Die erste Station unserer Reise durch Oberösterreichs Studentenleben: eine Wohngemeinschaft in Wels. Deren Altbauwohnung im Zentrum der Stadt scheint sich das Prädikat „absolut WG-tauglich“ redlich verdient zu haben. Immerhin hat sie schon mehrere Wohngemeinschaften beherbergt.

Seit September vergangenen Jahres wohnen auf den rund 119 Quadratmetern die drei Oberösterreicher Manuela Reingruber (22), Petra Engleder (23), Christoph Diendorfer (26) und die Niederösterreicherin Lisa Sellhofer (22).
Engleder und Reingruber studieren Lebensmitteltechnologie und Ernährung, Sellhofer Innovations und Produktmanagement am Welser Campus der Fachhochschule. Diendorfer hat das Studium der Automatisierungstechnik bereits beendet. Er ist als wissenschaftlicher Mitarbeiter an der FH tätig und schreibt an seiner Dissertation.
Die vier haben ihre WG-Tür für uns geöffnet und verraten, was den Reiz des WG-Lebens ausmacht.
„Eine WG ist nicht nur günstiger als ein Studentenheim, wenn man zusammenwohnt, ist alles irgendwie
einfacher. Will man etwas unternehmen oder hat man eine Frage, geht man schnell zu den anderen hinüber“, erzählt Engleder, die sich mit ihrem Freund Diendorfer ein Zimmer teilt. „Zusammen fällt es auch leichter, sich fürs Sporteln zu motivieren“, ergänzt Reingruber.

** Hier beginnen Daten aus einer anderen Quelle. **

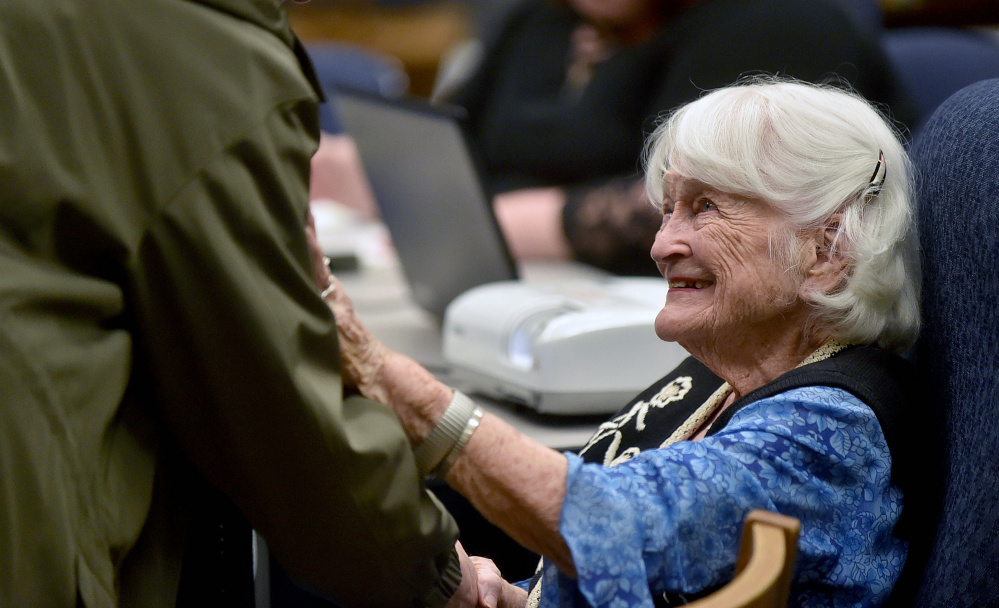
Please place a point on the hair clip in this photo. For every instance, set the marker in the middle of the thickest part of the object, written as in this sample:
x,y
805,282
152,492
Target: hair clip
x,y
878,177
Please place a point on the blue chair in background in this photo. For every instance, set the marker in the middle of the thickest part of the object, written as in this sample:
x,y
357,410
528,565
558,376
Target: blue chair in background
x,y
934,62
342,66
957,162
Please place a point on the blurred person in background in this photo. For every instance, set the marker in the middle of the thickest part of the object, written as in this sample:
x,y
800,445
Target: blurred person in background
x,y
567,90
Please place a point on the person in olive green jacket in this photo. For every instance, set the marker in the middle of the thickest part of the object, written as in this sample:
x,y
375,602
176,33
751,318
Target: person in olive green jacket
x,y
159,323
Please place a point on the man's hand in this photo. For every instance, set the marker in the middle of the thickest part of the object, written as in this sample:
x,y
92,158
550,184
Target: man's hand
x,y
467,595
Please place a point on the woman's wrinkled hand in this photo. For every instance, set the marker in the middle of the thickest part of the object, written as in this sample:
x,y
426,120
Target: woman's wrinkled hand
x,y
362,355
494,590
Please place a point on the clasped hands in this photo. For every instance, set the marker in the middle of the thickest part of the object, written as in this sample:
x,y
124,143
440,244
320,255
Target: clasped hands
x,y
380,374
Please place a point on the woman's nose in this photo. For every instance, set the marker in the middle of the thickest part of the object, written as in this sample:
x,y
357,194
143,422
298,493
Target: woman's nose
x,y
671,240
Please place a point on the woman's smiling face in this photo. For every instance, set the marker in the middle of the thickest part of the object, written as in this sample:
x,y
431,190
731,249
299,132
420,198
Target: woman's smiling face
x,y
714,249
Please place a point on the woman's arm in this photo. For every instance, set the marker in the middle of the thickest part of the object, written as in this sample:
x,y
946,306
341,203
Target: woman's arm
x,y
515,482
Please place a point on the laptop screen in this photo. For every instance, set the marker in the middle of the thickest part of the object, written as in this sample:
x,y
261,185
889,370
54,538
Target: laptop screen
x,y
430,195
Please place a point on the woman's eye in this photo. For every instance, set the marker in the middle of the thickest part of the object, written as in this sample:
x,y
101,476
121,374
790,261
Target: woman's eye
x,y
704,204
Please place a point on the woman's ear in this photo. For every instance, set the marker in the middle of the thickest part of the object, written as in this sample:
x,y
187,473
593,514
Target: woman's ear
x,y
826,267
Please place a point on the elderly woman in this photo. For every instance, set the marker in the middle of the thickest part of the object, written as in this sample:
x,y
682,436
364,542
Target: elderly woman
x,y
787,242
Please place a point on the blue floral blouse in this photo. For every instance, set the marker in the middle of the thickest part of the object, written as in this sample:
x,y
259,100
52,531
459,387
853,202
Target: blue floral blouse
x,y
670,519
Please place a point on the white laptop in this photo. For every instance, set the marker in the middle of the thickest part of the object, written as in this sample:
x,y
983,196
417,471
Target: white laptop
x,y
561,346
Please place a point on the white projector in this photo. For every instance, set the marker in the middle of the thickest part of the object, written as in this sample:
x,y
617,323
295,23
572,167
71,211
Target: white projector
x,y
579,347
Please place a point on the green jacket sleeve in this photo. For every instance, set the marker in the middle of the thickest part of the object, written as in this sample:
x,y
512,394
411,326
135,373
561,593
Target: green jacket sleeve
x,y
243,359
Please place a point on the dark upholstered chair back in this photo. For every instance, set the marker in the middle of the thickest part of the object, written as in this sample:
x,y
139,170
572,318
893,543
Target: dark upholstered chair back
x,y
957,163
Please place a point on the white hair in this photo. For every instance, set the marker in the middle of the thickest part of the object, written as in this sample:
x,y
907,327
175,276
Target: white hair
x,y
811,152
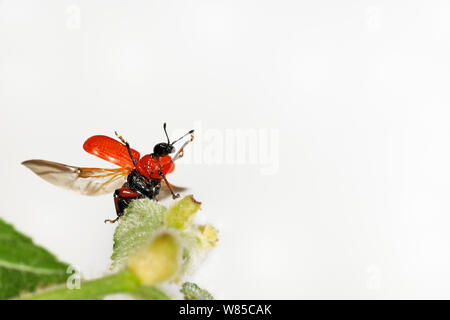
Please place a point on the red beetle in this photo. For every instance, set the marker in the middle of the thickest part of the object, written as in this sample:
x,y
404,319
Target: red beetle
x,y
136,178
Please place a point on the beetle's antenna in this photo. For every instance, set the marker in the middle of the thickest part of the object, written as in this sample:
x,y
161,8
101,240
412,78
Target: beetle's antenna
x,y
165,131
190,132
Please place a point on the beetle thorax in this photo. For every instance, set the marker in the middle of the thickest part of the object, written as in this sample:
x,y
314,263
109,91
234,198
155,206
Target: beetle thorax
x,y
151,166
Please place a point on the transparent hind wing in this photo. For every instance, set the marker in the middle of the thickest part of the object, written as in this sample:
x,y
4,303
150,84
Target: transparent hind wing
x,y
86,181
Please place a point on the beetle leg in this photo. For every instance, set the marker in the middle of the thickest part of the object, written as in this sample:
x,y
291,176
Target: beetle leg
x,y
174,195
180,152
122,199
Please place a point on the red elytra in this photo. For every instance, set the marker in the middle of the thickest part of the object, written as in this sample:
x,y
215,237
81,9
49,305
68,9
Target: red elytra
x,y
115,152
110,150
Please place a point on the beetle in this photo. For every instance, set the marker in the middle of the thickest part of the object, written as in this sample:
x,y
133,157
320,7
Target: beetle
x,y
136,178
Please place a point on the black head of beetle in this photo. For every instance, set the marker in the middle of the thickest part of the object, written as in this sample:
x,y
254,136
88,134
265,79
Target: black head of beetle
x,y
164,148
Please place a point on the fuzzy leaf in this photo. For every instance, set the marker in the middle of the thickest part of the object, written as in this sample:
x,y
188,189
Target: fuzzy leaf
x,y
191,291
157,261
142,218
25,266
181,214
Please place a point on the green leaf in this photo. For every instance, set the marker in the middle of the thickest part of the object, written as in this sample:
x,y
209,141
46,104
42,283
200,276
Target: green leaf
x,y
142,218
181,214
25,266
121,282
191,291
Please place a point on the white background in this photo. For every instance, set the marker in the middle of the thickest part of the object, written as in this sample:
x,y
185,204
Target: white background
x,y
357,90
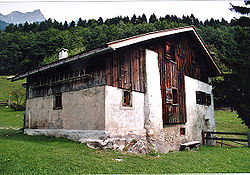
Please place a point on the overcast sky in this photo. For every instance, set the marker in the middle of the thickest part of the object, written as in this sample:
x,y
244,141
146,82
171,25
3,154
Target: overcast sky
x,y
68,10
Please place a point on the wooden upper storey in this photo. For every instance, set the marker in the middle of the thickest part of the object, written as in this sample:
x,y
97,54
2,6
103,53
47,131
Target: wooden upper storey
x,y
121,63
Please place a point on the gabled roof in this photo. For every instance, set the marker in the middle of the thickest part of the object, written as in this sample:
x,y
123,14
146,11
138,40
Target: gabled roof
x,y
112,46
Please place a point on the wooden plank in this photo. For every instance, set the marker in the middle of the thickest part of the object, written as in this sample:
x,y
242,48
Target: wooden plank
x,y
142,66
225,133
137,70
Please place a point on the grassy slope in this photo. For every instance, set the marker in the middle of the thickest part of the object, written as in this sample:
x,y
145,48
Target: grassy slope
x,y
23,154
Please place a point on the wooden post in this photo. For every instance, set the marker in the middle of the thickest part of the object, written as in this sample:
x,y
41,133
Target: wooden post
x,y
221,141
248,138
203,137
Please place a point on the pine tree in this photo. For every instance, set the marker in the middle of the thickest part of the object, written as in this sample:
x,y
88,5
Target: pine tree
x,y
152,18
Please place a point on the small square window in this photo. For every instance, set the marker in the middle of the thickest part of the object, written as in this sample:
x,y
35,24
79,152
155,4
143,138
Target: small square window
x,y
183,131
169,95
169,51
127,98
172,96
58,101
175,96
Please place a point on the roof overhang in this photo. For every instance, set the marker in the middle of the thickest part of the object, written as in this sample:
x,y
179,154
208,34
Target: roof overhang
x,y
112,46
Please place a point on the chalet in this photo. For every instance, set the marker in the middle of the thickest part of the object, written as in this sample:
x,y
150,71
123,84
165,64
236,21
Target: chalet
x,y
154,86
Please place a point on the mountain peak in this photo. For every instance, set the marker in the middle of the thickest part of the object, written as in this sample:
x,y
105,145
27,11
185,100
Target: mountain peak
x,y
17,17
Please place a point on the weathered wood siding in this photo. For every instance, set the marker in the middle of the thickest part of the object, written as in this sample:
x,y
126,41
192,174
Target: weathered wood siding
x,y
123,69
187,61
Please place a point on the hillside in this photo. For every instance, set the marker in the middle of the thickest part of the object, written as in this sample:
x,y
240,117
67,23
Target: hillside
x,y
17,17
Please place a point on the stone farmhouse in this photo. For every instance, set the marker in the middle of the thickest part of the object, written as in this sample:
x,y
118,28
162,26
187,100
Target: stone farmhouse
x,y
155,87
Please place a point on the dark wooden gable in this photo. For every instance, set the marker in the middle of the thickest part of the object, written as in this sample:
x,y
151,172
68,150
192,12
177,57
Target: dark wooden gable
x,y
178,55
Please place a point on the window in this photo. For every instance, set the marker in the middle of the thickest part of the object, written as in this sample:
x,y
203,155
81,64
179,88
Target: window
x,y
127,98
175,96
202,98
208,99
58,101
169,95
172,96
169,51
183,131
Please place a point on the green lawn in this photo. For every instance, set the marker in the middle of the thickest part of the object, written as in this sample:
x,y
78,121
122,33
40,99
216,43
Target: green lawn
x,y
227,121
23,154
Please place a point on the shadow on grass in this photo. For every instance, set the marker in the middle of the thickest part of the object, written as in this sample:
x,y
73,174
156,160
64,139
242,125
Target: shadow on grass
x,y
18,135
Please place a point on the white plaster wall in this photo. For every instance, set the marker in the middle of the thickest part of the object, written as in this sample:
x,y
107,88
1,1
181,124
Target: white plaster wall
x,y
121,120
153,100
197,114
81,110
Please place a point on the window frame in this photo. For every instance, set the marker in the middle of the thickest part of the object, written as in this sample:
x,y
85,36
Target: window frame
x,y
127,98
57,101
169,51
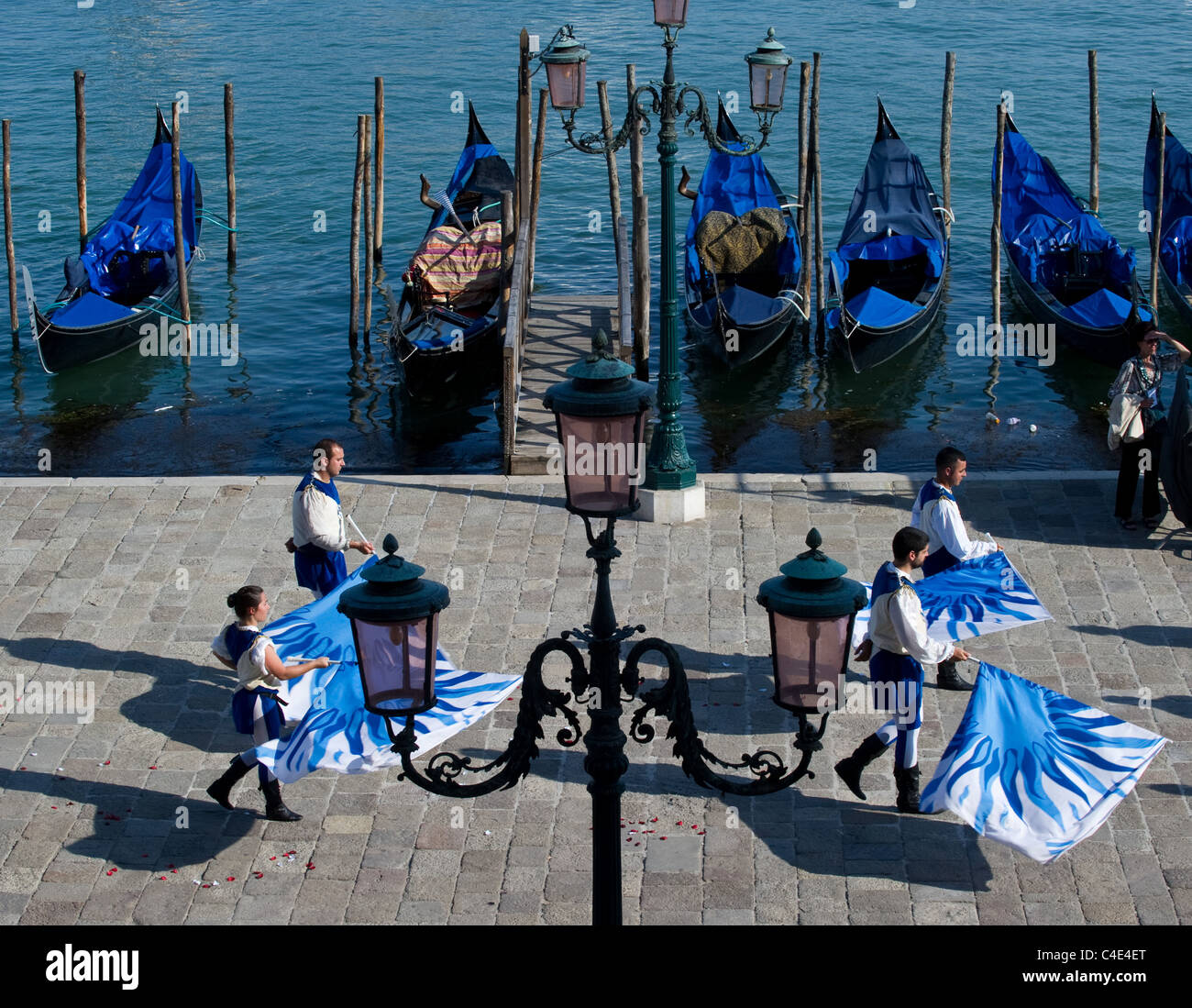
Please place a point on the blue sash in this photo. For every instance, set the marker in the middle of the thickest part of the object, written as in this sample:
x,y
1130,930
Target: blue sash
x,y
316,568
938,559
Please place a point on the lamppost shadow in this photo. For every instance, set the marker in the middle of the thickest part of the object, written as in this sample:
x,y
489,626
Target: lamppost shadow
x,y
203,723
131,821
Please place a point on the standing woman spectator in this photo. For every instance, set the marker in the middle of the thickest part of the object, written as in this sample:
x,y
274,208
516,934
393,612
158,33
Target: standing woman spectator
x,y
1143,376
245,649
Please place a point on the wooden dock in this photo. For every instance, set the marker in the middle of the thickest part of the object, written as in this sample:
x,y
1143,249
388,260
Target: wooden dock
x,y
559,330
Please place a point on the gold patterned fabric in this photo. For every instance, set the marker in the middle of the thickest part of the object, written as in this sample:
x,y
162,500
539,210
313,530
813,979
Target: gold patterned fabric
x,y
749,243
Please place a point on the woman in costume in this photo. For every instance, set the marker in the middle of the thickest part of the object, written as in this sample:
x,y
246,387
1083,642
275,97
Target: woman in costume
x,y
255,710
1143,376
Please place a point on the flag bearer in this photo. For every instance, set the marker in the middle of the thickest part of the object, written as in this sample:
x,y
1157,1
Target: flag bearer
x,y
245,649
937,513
897,644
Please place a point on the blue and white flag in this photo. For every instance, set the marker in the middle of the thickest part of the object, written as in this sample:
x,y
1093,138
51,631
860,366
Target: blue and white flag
x,y
970,599
1033,769
335,730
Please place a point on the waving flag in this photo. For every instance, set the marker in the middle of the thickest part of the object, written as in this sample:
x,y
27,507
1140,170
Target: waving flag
x,y
1033,769
970,599
335,730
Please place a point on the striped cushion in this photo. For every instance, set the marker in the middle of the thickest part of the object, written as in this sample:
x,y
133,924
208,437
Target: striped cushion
x,y
468,272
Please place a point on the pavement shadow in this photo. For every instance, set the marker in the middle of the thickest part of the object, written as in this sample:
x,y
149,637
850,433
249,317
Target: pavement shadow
x,y
1164,634
206,690
134,822
811,833
1180,706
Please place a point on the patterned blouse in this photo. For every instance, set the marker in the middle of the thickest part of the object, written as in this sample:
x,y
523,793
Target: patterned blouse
x,y
1147,380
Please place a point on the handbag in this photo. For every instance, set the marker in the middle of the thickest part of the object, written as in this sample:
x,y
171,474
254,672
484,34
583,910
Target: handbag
x,y
1125,420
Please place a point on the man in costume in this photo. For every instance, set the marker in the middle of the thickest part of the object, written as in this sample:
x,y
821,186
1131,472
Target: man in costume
x,y
897,644
320,538
937,515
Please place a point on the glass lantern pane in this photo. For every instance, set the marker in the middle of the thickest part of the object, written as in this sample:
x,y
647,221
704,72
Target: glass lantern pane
x,y
670,12
602,463
396,659
567,83
767,87
809,653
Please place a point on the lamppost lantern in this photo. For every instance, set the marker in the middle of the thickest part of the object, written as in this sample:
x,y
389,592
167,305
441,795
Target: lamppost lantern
x,y
567,71
811,610
394,626
600,415
767,74
670,13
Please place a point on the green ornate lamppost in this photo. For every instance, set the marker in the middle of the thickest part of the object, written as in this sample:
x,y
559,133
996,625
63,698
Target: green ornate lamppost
x,y
668,465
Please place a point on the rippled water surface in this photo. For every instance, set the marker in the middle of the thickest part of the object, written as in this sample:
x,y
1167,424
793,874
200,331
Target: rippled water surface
x,y
302,72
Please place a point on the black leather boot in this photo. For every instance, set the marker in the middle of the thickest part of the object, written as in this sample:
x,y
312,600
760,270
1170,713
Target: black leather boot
x,y
948,678
222,789
907,779
850,767
274,808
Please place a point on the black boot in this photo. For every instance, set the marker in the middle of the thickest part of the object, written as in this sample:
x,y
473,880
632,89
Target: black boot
x,y
222,789
948,678
274,808
850,767
907,779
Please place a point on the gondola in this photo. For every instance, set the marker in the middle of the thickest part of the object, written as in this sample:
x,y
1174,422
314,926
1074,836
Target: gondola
x,y
447,332
743,255
126,274
1175,238
886,277
1065,267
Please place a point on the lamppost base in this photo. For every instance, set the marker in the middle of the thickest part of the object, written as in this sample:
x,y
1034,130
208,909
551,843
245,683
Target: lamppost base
x,y
672,507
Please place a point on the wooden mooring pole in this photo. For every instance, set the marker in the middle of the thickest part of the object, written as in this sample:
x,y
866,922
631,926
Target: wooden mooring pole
x,y
1095,136
380,169
614,179
10,255
230,167
996,230
640,242
821,293
536,183
183,294
1156,226
803,197
354,249
369,210
82,154
945,138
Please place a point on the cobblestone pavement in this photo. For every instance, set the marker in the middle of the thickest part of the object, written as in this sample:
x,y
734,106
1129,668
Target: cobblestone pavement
x,y
122,584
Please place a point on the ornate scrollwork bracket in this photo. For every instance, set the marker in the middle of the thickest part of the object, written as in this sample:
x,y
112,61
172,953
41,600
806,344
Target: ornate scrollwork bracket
x,y
636,117
537,702
672,701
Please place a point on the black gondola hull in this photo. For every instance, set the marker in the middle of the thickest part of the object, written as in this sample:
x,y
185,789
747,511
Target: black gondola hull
x,y
868,348
61,348
735,344
468,363
1109,345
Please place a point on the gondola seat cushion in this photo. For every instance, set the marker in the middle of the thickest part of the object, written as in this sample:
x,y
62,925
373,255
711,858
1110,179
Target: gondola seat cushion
x,y
1176,249
90,310
453,269
877,309
737,246
110,253
1101,308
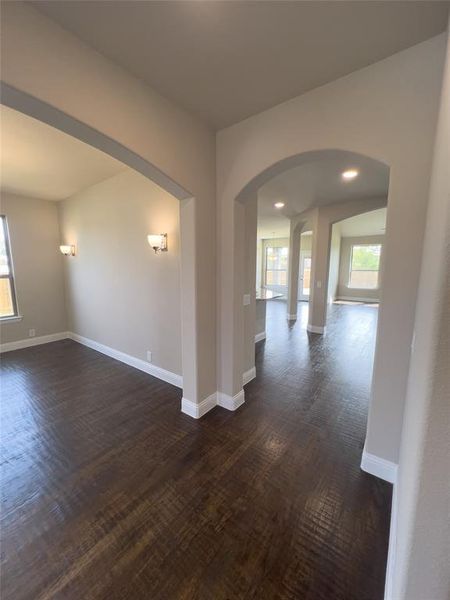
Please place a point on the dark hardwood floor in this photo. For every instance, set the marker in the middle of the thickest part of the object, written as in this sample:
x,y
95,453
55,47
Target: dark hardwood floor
x,y
110,492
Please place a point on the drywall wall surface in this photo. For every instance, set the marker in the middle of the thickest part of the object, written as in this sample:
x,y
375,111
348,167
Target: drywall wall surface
x,y
119,292
335,252
388,112
419,559
38,267
47,62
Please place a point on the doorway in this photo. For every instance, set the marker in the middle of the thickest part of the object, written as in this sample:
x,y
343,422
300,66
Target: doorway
x,y
304,278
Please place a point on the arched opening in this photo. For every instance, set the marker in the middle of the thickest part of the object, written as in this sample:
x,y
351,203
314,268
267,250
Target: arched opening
x,y
314,194
45,113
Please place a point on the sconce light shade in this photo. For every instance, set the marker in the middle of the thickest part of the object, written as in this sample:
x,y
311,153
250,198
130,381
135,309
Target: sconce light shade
x,y
67,250
158,242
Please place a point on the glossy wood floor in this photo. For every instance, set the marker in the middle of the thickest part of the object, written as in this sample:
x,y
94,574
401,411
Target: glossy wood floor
x,y
110,492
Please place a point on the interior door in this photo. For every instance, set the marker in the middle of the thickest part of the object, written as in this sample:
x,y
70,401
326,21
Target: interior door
x,y
304,276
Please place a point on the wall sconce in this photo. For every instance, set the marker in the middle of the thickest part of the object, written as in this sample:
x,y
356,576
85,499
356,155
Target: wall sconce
x,y
67,250
158,242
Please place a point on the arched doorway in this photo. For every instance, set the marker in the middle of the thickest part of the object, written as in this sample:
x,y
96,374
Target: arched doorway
x,y
52,116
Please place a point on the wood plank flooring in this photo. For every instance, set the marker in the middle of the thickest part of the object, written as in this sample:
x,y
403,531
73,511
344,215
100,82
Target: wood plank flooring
x,y
109,492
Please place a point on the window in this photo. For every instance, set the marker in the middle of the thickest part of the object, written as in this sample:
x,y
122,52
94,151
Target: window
x,y
364,266
8,305
276,266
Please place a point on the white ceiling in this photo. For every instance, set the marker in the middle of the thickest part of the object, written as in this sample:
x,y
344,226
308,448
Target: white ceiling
x,y
228,60
39,161
318,183
372,223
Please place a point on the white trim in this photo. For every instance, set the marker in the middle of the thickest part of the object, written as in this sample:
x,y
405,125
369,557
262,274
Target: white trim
x,y
392,549
316,329
197,410
248,376
358,299
230,402
36,341
137,363
11,319
380,467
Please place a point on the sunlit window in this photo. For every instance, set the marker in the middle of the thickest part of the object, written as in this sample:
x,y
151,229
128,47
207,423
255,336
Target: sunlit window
x,y
364,266
8,305
276,266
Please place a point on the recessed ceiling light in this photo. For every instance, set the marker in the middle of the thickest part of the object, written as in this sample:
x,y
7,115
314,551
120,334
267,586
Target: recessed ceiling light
x,y
350,174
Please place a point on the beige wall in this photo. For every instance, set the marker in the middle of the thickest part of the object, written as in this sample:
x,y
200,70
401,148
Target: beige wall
x,y
419,547
50,64
119,292
343,290
335,255
386,111
38,267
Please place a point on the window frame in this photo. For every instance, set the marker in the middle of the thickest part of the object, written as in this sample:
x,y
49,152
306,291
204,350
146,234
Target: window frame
x,y
350,270
10,276
274,270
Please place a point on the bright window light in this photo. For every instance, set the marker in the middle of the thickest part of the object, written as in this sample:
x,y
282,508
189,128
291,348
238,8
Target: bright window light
x,y
349,174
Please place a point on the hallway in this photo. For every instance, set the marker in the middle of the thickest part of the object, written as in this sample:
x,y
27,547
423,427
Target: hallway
x,y
111,492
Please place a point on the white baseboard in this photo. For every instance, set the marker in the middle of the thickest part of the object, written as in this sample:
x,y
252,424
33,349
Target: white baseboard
x,y
392,550
230,402
36,341
137,363
316,329
358,299
248,376
380,467
197,410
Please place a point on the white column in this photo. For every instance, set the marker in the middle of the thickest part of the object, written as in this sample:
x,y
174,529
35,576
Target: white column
x,y
319,273
294,263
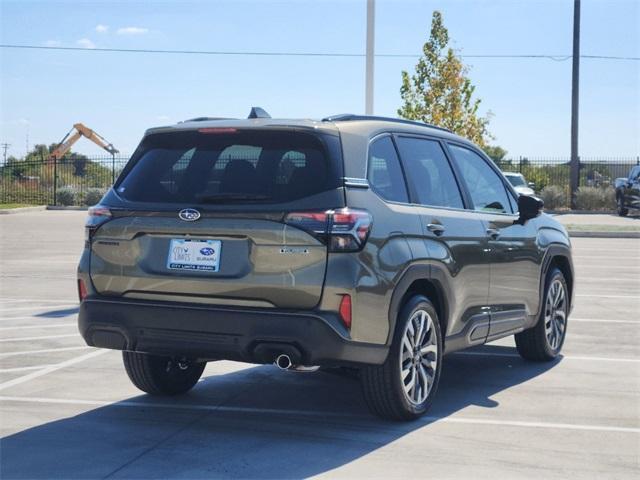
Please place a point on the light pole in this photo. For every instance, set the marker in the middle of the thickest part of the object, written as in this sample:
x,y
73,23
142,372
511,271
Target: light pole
x,y
574,177
371,20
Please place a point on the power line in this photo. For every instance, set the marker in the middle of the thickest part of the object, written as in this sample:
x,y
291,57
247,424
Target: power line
x,y
558,58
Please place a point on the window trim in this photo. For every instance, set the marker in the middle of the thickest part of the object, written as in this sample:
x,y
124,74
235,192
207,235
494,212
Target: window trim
x,y
508,188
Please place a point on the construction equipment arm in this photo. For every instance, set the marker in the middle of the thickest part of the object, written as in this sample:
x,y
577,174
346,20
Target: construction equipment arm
x,y
81,131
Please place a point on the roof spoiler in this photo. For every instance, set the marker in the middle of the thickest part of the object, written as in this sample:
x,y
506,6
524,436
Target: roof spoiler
x,y
346,117
257,112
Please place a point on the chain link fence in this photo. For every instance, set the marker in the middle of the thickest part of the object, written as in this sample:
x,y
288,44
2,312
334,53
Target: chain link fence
x,y
82,181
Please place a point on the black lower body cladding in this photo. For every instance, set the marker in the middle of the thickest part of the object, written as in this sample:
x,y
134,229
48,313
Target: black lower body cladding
x,y
215,333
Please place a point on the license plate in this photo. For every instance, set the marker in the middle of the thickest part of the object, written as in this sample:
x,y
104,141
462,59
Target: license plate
x,y
195,255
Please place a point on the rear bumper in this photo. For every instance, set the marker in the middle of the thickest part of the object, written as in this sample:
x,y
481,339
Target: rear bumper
x,y
215,333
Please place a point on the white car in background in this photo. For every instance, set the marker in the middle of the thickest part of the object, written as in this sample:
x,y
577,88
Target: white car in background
x,y
519,183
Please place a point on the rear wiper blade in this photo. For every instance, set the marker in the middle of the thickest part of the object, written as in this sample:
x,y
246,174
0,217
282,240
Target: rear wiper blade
x,y
230,197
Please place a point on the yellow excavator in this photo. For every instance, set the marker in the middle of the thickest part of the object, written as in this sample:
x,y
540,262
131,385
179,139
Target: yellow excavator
x,y
80,131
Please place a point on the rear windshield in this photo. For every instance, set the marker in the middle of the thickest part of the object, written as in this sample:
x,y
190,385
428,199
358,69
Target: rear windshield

Dass sich die vier gut verstehen, merkt man ihnen an, der Spaß kommt in der WG nicht zu kurz: „Es ist immer wer zum Blödeln da.“ Wohngemeinschaften sind inWels eher eine Seltenheit. „Viele unserer Studienkollegen wohnen noch daheim“, sagt Sellhofer. Ausschlaggebend für die Entscheidung, zu pendeln, ist meist die Nähe der FH zum Welser Hauptbahnhof, rund fünf Minuten braucht man dorthin.
Genauso lang brauchen die vier von der WG zum Campus. „Die FH-Nähe war ein wichtiges Kriterium bei der
Wohnungssuche“, sind sich Engleder und Sellhofer einig.

Freiheit ohne „Aufpasser“

Und Reingruber findet noch weitere Vorteile: „Weil es so nah ist, können wir länger schlafen. Und zu
Fuß gehen.“ Diendorfer ergänzt: „Das WG-Leben bietet auch mehr Freiheiten. Es gibt keine Aufpasser,
die dir sagen, wann du zuhause sein musst.“ Ein Pluspunkt an der WG , neben der Küche und dem Balkon, sei auch der Gemeinschaftsraum: „Es war uns wichtig, ein Zimmer zu haben, wo wir uns gemütlich zusammensetzen und mal gemeinsam fernsehen können.“ Dafür ist die große Couch im Wohnzimmer perfekt
geeignet, auch wenn die Filmauswahl manchmal von Diskussionen begleitet wird.

Im Gespräch erfahren wir zudem das Erfolgsrezept für ein harmonisches WG-Leben: „Ohne Putzplan geht’s nicht“, sagt Diendorfer. Ansonsten gibt es keine Regeln: „Wenn es Probleme gibt, reden wir drüber.“ Generell sei es wichtig, Rücksicht auf die anderen zu nehmen. „Man erkennt das dann schon, wenn mal jemand Ruhe braucht“, sagt Diendorfer.
Ob ihm manchmal männliche Unterstützung in der Wohngemeinschaft fehlt? „Überhaupt nicht, der Name unserer WhatsApp- Gruppe beschreibt die Situation perfekt.“ Und die heißt „drei Engel für Christoph“.